Natale fixa la large porte. Elle n'était pas si large, en vérité. Il se mordit légèrement la lèvre inférieure. Que faisait-il là, déjà ? La technique était toujours la même, et l'idée de rester une semaine chez une personne ne lui plaisait qu'à moitié. Il était sans doute l'un de ce qui se débrouillait le mieux en fresques sur mur parmi les apprentis. Il en avait reçu l'éducation, mais pourquoi ne pas envoyer une personne plus âgée ? Il le savait -ils étaient tous occupés-, mais il restait tout de même comme un chaton devant un meuble trop haut. Personne n'était là pour lui tenir la main. Il avait l'impression d'être dans la légalité. Ce qui était presque gênant, il en avait perdu l'habitude.
Évidemment, il n'était pas uniquement là pour barbouiller un mur de ses saintes Écritures bariolées. Les autres tableaux qu'avait collectionnés la femme étaient plus son centre d'intérêt, les journées allaient être longues. Entre travaux le jour et copies le soir. Enfin, il faut travailler pour vivre, paraissait-il. Un jour, il deviendrait un vrai escroc parmi les Gens Bien. Ou un vrai peintre. Il avait un peu oublié lequel des deux buts était devenu le plus important pour lui. Il sentait sur sa nuque le regard fin et pointu d'un de ses compères, assis plus loin dans la rue.
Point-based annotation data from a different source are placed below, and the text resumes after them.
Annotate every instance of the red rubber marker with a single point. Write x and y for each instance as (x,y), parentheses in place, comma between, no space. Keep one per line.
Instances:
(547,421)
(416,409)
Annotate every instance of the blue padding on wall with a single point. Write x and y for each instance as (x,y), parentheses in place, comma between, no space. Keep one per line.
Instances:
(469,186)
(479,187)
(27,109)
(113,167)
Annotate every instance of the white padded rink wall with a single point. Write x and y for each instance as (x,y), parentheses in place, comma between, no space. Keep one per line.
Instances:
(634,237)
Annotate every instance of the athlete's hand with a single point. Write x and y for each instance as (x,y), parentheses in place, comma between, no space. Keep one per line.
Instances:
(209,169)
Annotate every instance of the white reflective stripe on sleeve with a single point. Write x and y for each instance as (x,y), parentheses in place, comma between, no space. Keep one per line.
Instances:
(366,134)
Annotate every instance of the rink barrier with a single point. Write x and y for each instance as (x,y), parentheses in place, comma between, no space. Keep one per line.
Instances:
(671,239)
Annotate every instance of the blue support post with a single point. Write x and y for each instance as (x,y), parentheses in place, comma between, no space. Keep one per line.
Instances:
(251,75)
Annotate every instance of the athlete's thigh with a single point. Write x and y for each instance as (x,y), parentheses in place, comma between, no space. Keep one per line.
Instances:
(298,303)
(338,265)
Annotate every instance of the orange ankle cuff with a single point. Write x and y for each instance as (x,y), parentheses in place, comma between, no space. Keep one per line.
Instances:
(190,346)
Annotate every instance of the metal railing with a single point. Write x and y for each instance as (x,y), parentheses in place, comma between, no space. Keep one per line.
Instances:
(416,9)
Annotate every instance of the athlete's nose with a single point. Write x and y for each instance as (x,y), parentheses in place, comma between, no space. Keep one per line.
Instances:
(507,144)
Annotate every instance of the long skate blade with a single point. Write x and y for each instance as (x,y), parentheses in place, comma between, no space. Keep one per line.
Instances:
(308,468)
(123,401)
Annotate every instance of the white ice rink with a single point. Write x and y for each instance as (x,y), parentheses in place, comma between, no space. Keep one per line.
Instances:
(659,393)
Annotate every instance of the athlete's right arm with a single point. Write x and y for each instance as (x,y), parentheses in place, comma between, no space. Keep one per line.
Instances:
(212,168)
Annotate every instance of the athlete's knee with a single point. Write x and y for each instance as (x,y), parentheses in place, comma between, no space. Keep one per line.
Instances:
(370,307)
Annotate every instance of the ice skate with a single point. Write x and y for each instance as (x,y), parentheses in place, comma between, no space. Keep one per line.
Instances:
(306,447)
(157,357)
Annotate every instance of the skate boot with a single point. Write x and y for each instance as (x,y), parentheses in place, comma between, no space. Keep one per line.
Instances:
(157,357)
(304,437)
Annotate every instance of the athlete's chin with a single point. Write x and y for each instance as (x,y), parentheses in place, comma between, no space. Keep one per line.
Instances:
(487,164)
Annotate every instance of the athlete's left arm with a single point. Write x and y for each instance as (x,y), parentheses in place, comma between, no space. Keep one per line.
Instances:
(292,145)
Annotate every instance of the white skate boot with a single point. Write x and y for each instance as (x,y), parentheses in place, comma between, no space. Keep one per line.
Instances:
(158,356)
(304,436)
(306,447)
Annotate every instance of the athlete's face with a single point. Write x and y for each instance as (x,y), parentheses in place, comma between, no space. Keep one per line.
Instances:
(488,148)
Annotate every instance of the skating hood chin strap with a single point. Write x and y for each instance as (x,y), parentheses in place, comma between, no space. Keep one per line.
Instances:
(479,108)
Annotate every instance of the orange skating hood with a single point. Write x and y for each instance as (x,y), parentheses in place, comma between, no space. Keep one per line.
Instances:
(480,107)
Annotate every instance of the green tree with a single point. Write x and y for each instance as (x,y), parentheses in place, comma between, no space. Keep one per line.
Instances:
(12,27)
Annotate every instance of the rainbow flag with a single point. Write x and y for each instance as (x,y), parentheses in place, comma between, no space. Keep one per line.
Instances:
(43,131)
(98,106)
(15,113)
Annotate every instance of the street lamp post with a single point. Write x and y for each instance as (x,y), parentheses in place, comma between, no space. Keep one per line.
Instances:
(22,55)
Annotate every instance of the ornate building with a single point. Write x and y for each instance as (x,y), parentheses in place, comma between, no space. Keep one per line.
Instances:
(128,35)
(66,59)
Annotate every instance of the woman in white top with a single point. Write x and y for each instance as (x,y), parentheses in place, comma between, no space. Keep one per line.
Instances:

Il avait envie d'entrer dans ce bâtiment, de se mettre en sécurité et d'expliquer sa situation à sa commanditaire. Ses mains froissaient le pauvre habit qu'il avait mis ce jour-là à force de tics nerveux.

Il se blâma mentalement d'un si mauvais plan. Quelle allure cela pourrait-il avoir ? Se présenter comme le disciple de Tiore ? Il avait perdu le compte des jours et des années, il ne savait plus vraiment depuis quand il était chez les faussaires. Pourtant, il en avait envie, de retourner dans une autre vie. Il réalisa avec effroi qu'il ne se souvenait même plus du visage de ses parents. Il fixa ses pieds encore un instant et frappa finalement à la porte. Il se frappa doucement les joues pour se donner l'air plus en forme, ajusta sa besace de dessins et força un sourire joyeux.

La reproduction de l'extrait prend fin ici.